Devant le Comité permanent pour la coopération économique de l'OCI, réuni lundi à Istanbul, le président turc Recep Tayyip Erdogan a critiqué l'attitude "très médiocre" d'Israël depuis l'entrée en vigueur du cessez-le-feu le 10 octobre, alors que "le Hamas semble déterminé" à respecter l'accord, estime-t-il.

"Nous devons apporter davantage d'aide humanitaire aux habitants de Gaza, puis commencer les efforts de reconstruction" a poursuivi le chef de l'Etat en appelant la Ligue arabe et l'OCI à jouer "un rôle moteur" en ce sens.
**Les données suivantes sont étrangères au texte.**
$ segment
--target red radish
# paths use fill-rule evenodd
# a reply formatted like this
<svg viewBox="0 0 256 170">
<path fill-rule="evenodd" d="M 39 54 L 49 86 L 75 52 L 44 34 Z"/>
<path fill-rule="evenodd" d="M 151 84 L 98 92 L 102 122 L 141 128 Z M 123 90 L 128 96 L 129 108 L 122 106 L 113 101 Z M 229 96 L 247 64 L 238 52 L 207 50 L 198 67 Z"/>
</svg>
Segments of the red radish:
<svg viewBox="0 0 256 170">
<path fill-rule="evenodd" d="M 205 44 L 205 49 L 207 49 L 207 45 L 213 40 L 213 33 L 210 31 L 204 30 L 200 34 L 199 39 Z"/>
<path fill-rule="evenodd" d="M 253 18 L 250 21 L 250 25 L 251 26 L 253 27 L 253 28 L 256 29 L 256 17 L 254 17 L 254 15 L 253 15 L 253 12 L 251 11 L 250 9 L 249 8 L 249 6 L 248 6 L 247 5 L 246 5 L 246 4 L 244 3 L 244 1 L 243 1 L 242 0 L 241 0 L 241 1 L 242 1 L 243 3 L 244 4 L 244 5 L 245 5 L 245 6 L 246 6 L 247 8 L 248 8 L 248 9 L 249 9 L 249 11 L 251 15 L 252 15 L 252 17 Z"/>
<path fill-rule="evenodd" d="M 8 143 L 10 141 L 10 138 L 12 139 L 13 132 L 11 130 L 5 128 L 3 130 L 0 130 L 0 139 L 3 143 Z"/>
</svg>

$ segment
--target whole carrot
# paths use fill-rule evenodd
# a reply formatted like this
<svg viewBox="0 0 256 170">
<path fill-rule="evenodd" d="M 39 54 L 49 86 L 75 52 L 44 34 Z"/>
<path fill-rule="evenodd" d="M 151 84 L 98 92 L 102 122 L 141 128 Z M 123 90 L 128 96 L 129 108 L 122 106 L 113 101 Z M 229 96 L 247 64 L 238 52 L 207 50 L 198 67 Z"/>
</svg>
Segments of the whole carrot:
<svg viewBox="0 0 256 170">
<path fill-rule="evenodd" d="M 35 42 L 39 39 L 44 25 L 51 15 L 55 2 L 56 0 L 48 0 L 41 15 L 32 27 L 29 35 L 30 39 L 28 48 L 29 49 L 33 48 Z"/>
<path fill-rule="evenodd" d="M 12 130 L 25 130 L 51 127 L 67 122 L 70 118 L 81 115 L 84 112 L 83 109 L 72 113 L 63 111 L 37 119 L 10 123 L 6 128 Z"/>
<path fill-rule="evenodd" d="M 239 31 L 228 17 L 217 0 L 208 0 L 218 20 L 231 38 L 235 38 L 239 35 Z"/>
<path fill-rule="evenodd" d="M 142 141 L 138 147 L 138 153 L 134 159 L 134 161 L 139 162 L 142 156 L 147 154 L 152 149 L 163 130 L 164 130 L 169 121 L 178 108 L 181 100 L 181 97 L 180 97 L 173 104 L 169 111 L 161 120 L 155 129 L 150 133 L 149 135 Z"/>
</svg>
En amont de cette réunion, le chef de la diplomatie turque Hakan Fidan a reçu samedi une délégation du bureau politique du Hamas emmenée par Khalil al-Hayya, le négociateur en chef du mouvement islamiste palestinien.

Selon des responsables du ministère des Affaires étrangères, M. Fidan doit appeler à la mise en place de mécanismes permettant aux Palestiniens d'assurer la sécurité et la gouvernance de Gaza.

"Agir avec prudence" 

"Nous devons mettre fin au massacre à Gaza. Un cessez-le-feu à lui seul ne suffit pas", a insisté M. Fidan lors d'un forum à Istanbul.

"Nous devons reconnaître que Gaza doit être gouvernée par les Palestiniens et agir avec prudence", a encore souligné le ministre turc, plaidant de nouveau pour une solution à deux Etats.

Le chef de la diplomatie turque accuse Israël de chercher des prétextes pour rompre le cessez-le-feu.

Mais les efforts d'Ankara, qui multiplie les contacts diplomatiques avec les pays de la région et cherche à infléchir la position pro-israélienne des Etats-Unis, sont vus d'un mauvais œil par Israël qui juge Ankara trop proche du Hamas.

Les dirigeants israéliens ont exprimé à plusieurs reprises leur refus de voir la Turquie participer à la force internationale de stabilisation à Gaza.

En vertu du plan de Donald Trump, sur lequel est basé l'accord de cessez-le-feu, cette force de stabilisation, formée principalement de troupes de pays arabes et musulmans, doit se déployer à Gaza à mesure que l'armée israélienne s'en retirera.

Seuls des pays jugés "impartiaux" pourront rejoindre cette force, a cependant prévenu le ministre israélien des Affaires étrangères, Gideon Saar.

Autre signe de la méfiance du gouvernement israélien : une équipe de secouristes turcs dépêchée pour participer à la recherche de corps, y compris israéliens, dans les ruines de Gaza, attendait toujours en fin de semaine dernière le feu vert israélien pour entrer dans le territoire palestinien, selon Ankara.